Tutorial Overview
Abstract
GPUs are widely used to accelerate scientific applications, but their adoption in HPC clusters presents several drawbacks. First, in addition to increasing acquisition costs, using accelerators also increments maintenance and space costs. Second, energy consumption is also increased. Third, GPUs in a cluster may present a low utilization rate. In consequence, virtualizing the GPUs of the cluster is an appealing strategy to simultaneously dealing with all these drawbacks. Additionally, cluster throughput is increased whereas costs and energy consumption are reduced.

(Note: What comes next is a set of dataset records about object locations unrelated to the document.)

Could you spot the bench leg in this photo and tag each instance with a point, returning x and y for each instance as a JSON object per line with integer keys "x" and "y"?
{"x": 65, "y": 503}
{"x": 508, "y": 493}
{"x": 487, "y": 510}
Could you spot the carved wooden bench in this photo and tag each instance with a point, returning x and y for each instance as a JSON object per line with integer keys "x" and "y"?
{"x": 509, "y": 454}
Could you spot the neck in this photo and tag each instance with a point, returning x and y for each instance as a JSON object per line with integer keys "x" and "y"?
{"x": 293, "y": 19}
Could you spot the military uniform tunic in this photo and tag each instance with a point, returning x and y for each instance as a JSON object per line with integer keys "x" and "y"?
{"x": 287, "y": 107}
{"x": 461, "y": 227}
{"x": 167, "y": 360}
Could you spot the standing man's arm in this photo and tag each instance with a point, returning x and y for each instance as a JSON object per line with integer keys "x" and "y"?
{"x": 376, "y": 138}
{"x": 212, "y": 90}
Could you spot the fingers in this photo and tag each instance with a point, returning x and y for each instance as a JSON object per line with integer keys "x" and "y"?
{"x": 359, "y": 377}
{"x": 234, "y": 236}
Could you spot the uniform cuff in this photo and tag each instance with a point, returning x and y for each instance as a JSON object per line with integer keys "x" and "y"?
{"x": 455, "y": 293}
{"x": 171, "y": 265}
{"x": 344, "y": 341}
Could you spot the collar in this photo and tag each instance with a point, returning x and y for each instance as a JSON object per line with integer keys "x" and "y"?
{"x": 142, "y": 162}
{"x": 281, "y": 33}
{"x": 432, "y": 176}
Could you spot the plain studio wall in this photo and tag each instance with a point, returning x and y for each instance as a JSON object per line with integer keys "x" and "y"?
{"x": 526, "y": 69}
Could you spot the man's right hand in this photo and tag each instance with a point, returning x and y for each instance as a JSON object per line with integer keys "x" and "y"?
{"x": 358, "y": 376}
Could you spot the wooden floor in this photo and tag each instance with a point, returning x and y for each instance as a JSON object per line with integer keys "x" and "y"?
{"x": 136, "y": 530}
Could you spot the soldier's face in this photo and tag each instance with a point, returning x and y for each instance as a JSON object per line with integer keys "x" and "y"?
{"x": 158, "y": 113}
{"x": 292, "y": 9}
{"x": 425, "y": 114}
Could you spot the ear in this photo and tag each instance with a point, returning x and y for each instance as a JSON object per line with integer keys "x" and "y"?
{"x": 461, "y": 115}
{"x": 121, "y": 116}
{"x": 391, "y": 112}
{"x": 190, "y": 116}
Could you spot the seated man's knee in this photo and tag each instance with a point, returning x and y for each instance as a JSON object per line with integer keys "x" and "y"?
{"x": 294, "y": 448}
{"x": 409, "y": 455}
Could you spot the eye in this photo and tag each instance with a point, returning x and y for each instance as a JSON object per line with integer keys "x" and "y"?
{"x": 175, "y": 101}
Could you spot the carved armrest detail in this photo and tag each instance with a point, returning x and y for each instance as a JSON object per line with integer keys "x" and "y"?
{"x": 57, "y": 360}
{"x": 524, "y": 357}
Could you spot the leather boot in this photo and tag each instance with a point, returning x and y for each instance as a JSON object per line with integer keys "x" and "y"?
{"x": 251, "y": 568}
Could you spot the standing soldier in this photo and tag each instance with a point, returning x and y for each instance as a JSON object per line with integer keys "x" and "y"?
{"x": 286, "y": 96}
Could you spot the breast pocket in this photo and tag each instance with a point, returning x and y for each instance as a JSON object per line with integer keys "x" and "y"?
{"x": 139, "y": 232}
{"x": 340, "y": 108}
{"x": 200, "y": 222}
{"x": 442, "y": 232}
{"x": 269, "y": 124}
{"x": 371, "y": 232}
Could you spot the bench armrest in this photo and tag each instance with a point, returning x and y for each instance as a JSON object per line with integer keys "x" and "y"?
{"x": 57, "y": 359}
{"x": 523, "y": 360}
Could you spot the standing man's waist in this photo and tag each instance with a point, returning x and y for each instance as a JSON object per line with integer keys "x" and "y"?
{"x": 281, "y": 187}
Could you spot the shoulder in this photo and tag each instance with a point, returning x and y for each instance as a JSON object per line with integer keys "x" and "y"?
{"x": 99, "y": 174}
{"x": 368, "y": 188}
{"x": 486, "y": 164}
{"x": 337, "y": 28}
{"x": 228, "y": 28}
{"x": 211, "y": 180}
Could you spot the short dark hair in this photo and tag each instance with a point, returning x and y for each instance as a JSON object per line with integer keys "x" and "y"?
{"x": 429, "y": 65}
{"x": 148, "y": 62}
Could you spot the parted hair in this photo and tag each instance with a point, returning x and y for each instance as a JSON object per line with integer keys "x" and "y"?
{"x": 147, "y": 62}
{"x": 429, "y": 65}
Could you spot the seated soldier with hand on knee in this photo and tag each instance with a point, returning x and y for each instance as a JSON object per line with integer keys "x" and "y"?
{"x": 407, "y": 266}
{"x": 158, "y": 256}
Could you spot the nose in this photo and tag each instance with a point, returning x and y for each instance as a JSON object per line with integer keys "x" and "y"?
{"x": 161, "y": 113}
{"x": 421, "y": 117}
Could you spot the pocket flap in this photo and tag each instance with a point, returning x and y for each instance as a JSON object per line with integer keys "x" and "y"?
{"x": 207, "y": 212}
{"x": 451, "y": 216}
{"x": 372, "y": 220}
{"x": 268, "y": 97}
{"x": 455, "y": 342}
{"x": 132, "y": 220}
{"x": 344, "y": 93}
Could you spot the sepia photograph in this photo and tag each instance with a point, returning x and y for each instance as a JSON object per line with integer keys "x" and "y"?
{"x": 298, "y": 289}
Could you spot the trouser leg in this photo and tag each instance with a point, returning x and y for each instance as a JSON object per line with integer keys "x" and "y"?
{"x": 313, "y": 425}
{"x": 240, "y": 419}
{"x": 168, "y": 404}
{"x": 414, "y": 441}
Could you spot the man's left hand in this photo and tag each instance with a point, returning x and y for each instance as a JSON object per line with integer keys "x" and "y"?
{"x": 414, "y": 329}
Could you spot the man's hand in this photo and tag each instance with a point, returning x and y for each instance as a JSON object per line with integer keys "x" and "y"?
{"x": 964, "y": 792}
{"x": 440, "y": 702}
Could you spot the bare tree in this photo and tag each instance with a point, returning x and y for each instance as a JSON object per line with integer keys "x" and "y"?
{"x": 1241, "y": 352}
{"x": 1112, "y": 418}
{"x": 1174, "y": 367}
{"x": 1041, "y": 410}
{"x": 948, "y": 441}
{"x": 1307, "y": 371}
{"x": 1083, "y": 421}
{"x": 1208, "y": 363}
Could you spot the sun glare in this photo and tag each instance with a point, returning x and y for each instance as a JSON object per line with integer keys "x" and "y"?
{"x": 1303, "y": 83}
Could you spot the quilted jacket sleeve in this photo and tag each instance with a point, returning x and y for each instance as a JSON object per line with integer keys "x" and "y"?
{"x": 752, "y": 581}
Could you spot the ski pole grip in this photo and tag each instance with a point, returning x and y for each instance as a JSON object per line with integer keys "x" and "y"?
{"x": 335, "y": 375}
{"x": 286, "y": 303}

In this tutorial we present the remote GPU virtualization technique as well as its benefits, and introduce one of these frameworks: rCUDA. We present the latest developments within this framework: improved bandwidth to remote GPUs, the use of low-power processors and job schedulers, virtual machines, etc. In the hands-on part of the tutorial we expose how to install and use this freely available remote GPU virtualization solution. We demonstrate how by using rCUDA over a high-performance interconnect the overhead of remote GPU virtualization is reduced to negligible values. Finally, attendees will be able to exercise with rCUDA by connecting to a real cluster located at Technical University of Valencia. This cluster includes several nodes with GPUs and the rCUDA software.
Tutorial goals
The goal of the proposed tutorial is to introduce remote GPU virtualization technologies to attendees, presenting how these technologies can increase overall cluster throughput by making the use of GPUs more flexible. Also, as a second goal, this tutorial pursues providing attendees a practical knowledge about the use in a cluster of the remote GPU virtualization technology. Attendees will benefit from the tutorial by acquiring a wide knowledge about this new virtualization technique, which may provide time and energy savings to the clusters in their home institutions or companies.
Key insights the tutorial intends to provide the audience with
General description of tutorial content
The tutorial includes two well-defined types of contents. On the one hand, there is a theoretical presentation introducing general concepts of the remote GPU virtualization technique and also the rCUDA framework. This presentation also provides many insights on the features and performance of such framework. Notice, however, that these features about the rCUDA technology are general features available in every modern GPU virtualization framework. On the other hand, the tutorial includes a practical part, which first shows how to install and use the rCUDA framework and later proposes attendees different exercises so that they can explore by themselves the rCUDA framework. This practical part is carried out in a cluster located at Technical University of Valencia. Notice that both parts are appropriately interleaved in order to create more expectation and in order to catch attendees’ attention.